We'll add more when we have a faster interweb connection.
We have learnt one thing; people in hostels are weird. They all have this look they give you, like they don't expect to see new faces, even though this is undoubtedly a backpacker's hostel where people are, inevitably, backpackers and therefore generally arrive and move on. Well, at least they're meant to. In reality, half the people have been here months. They are a mystery to us all; they don't appear to worry about money, as seen by the fact that they shop on the beach front where prices are ten times higher than Woolworth's a fifteen minute walk away, and they take taxis into Perth every weekend. They only eat instant noodles and pizzas, yet the kitchen is still sometimes devoid of any sort of pot, pan or utensil.
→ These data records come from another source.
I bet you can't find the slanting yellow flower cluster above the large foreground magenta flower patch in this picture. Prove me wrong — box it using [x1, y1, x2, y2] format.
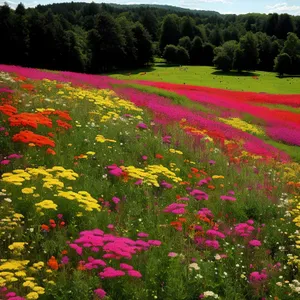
[58, 191, 101, 211]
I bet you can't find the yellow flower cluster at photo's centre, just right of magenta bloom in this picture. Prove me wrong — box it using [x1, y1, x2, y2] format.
[121, 165, 182, 187]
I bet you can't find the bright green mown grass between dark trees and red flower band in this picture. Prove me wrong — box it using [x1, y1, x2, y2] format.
[110, 65, 300, 94]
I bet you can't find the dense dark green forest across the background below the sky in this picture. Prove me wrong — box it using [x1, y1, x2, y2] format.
[0, 2, 300, 75]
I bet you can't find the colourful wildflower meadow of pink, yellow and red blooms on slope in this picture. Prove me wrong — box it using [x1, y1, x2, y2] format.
[0, 65, 300, 300]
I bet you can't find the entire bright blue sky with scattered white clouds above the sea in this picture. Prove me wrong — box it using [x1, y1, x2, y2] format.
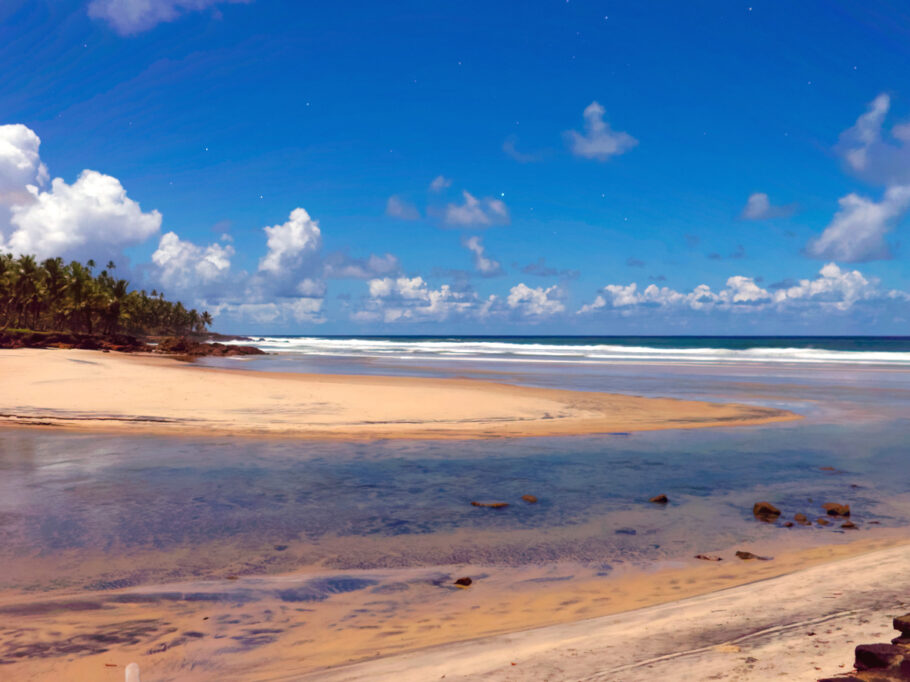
[0, 0, 910, 334]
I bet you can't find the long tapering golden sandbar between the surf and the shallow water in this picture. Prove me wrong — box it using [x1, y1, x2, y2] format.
[0, 349, 800, 439]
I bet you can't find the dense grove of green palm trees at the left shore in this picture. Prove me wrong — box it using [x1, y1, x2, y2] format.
[0, 254, 212, 336]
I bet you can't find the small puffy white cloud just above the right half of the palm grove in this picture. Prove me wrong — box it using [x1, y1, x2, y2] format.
[152, 232, 234, 292]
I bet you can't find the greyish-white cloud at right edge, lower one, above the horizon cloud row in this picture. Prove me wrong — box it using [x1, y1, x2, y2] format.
[807, 185, 910, 263]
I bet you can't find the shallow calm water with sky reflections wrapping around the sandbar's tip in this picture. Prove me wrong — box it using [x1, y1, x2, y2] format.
[0, 358, 910, 679]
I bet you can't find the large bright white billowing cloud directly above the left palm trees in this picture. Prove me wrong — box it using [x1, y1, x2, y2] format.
[6, 170, 161, 258]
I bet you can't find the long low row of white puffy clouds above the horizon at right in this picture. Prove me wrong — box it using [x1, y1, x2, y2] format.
[578, 263, 907, 315]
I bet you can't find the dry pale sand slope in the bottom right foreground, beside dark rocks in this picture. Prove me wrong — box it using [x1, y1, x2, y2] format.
[302, 539, 910, 682]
Even the ones passing through are oddities, talking about going on two week tours with adventure holiday companies, and their further travel plans and you wonder where their endless supply of money comes from. Our room mates are weird, at least the ones that have been here more than a few days are. There's a mother and her unbelievably skinny daughter with hair down to her waist. The mother's days are a mystery, but she's hardly here. The daughter's are not a mystery; she's always here. In fact she rarely leaves her bed, and when she does it's to stomp across the floor to the bathroom, where she does goodness knows what in there, but rarely does it sound like she's going to the loo. She looks anorexic and acts depressed-we joke that perhaps she's throwing up because we just can't figure her out.
Then of course there is those with laptops who gather in the hallway near the fire door. We've taken to joining them, sitting on the hard wood floor with our tiny laptop perched on our knees. The reason? It's the one place you can get a free internet connection. Oh, happy days.